A portion of this project, the Census of “Hard to See” Marine Life, focused on the smallest sea creatures…
And found them in spectacular abundance…
Dr. Snellgrove
…there was one sampling area in the South Atlantic that sampled an area about the size of a small bathroom. And found 700 species of just crustaceans, most of which were new to science.
Huge numbers of rarely seen species are coming to light…
And scientists are gaining a new understanding of the dynamics of a microbial world, on which all other life depends.
Dr. Snellgrove
…the microbes actually play a really key role in the way that nutrients move through the ocean. And if they weren’t there the ocean would shut down very quickly, the planet would shut down very quickly.

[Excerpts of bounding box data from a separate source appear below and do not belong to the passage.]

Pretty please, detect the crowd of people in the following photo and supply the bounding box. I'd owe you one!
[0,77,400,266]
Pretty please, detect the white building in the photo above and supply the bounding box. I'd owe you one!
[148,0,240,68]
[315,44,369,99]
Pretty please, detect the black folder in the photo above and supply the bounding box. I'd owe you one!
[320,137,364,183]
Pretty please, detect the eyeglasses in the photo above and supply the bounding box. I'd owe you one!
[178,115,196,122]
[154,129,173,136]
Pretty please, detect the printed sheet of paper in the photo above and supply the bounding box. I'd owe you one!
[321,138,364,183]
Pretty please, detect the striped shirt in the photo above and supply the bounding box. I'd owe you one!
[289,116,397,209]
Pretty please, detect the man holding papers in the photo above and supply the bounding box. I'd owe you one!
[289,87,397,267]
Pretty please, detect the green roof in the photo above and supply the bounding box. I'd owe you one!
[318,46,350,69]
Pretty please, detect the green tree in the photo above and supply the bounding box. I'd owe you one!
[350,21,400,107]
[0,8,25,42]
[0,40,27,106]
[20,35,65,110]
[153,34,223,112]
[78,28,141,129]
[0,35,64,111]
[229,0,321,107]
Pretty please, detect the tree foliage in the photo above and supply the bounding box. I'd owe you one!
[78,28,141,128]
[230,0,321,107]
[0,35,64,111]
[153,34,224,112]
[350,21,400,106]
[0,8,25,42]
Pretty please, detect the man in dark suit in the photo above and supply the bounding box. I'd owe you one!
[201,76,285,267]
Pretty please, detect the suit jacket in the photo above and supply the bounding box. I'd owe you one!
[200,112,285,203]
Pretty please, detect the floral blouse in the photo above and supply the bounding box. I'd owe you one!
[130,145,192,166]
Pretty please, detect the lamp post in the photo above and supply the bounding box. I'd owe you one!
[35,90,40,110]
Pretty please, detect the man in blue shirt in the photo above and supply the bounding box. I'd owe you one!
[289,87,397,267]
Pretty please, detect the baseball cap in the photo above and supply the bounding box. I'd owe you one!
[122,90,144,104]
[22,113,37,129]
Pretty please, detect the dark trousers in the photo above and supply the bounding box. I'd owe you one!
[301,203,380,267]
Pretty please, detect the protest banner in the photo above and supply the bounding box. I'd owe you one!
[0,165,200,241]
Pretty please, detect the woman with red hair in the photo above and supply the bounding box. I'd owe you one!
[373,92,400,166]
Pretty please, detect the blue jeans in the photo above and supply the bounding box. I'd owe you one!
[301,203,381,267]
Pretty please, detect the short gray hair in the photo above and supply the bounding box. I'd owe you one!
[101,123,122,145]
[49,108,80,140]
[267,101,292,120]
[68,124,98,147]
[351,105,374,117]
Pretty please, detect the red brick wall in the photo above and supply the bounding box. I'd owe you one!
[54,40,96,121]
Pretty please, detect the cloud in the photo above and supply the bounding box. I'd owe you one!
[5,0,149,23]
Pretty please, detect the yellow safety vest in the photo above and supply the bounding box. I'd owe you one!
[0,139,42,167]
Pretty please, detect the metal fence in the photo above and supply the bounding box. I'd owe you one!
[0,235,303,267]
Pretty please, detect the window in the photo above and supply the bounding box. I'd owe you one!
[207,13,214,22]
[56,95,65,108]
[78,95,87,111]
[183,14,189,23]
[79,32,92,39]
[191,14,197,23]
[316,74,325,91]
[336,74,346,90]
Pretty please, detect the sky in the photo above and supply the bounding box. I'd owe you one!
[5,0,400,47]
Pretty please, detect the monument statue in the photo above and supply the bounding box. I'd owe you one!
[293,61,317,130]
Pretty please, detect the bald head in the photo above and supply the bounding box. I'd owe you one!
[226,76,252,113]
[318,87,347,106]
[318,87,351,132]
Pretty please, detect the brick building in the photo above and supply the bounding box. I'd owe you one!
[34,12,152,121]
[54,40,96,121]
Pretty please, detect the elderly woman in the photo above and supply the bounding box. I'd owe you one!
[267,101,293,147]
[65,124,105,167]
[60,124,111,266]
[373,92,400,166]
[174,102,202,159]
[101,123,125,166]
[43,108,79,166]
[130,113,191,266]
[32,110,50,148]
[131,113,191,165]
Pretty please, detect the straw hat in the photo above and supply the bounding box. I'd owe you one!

Census explorers recently found that microbes form mats on the sea floor off the west coast of South America. These mats rank among Earth’s largest masses of life, and cover a surface comparable in size to Greece
Amazingly, Census of Marine Life estimates that all microbes in the global ocean collectively weigh the equivalent of 240 billion African elephants!
All that the Census has learned over the last ten years…
About hard-to-see creatures…
And all the animals that live in the world's oceans…
Will be formally released in October 2010.
The results of this massive effort will give scientists an unprecedented new understanding, of life in the world ocean.